Final Summary of Immigration Research

Hello all!

To everyone who read my earlier updates, thanks for joining me on my epic quest to compare immigration narratives between U.S., Mexican, and Honduran media. To those of you who would prefer a short-cut, here’s a quick summary of my research process and findings. If you’re interested in an aesthetically-pleasing presentation that expands on my work, click this link: https://www.canva.com/design/DADjCQOqTpI/GIKViodioiczN4__5Hj-FQ/view?utm_content=DADjCQOqTpI&utm_campaign=designshare&utm_medium=link&utm_source=sharebutton

 During the first week, I combed through 250 New York Times articles and found that, in general, the stories were discouraging to potential migrants. Although there were exceptions—like opinion pieces that extolled the economic benefits of immigrants or news pieces that detailed Supreme Court wins for asylum-seekers—most stories told of increasing barriers to entry and anti-immigrant sentiment. Throughout the second week I analyzed 250 more articles, this time from popular newspapers in Mexico and Honduras. Even though these “origin”-country papers showed slight differences in coverage, they both seemed to craft narratives that were discouraging to potential migrants. Common topics included the dangers of a migrant’s journey, the U.S.’s restrictive immigration policies, or the mistreatment of migrants in detainment centers.

After a year’s worth of news consumption in three weeks, it appeared that the “origin”-country media AND the “receiving”-country media sent potential migrants a similar message: the journey to the U.S. is dangerous, and America will not welcome you with open arms. This means that potential migrants with access to news media are likely aware of the obstacles they face. Many that choose to travel to the U.S. understand that they may not find an easy life, but they make the journey anyway in search of relative safety.

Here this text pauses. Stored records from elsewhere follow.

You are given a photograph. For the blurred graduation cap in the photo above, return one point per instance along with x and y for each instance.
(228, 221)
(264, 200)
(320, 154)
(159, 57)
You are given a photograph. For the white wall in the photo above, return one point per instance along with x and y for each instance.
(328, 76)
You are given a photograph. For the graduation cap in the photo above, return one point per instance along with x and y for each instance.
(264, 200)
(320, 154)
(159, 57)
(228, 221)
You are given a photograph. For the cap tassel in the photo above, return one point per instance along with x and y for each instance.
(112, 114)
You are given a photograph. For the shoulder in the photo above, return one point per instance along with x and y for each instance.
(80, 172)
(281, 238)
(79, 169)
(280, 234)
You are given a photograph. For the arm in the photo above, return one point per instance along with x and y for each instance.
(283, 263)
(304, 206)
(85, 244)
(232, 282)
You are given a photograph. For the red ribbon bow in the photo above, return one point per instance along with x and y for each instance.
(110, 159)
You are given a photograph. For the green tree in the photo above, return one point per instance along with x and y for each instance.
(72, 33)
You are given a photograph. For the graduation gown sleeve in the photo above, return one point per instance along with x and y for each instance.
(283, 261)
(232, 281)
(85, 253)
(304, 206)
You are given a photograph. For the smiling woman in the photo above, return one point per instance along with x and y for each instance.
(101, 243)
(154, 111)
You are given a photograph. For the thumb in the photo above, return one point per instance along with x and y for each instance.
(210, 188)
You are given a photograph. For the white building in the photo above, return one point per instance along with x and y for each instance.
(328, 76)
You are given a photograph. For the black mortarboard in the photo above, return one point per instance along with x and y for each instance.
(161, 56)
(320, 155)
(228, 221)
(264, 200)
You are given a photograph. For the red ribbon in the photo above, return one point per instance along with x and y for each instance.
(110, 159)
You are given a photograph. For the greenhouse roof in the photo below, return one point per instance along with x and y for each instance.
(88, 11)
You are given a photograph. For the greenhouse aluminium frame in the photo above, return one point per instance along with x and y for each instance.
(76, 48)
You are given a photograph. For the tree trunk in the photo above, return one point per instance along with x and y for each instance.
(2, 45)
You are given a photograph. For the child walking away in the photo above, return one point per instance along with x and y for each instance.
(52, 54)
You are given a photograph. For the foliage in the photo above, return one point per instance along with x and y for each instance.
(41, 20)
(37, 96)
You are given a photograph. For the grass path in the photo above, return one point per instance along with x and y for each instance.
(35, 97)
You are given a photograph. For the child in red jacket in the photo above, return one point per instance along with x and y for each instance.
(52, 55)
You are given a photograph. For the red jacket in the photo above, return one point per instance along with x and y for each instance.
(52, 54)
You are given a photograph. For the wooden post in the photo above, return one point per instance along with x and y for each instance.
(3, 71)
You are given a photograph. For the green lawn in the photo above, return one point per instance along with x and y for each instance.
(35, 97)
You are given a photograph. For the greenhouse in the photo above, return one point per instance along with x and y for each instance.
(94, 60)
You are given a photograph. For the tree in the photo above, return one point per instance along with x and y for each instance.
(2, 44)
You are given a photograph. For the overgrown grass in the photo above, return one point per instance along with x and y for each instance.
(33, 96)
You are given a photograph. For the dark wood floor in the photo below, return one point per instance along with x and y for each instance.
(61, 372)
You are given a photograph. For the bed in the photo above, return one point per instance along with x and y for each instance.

Thanks to this project, I am now well-versed in current immigration affairs and migration-related Spanish. However, I also learned some invaluable lessons about the research process. One lesson that stuck with me is that no study is perfect. As much as a researcher might strive to control every variable and close every gap in the data, there will probably still be a few gray areas. My weeks-long endeavor has shown me that it’s better to acknowledge these small discrepancies and learn from them, rather than brush them under the rug.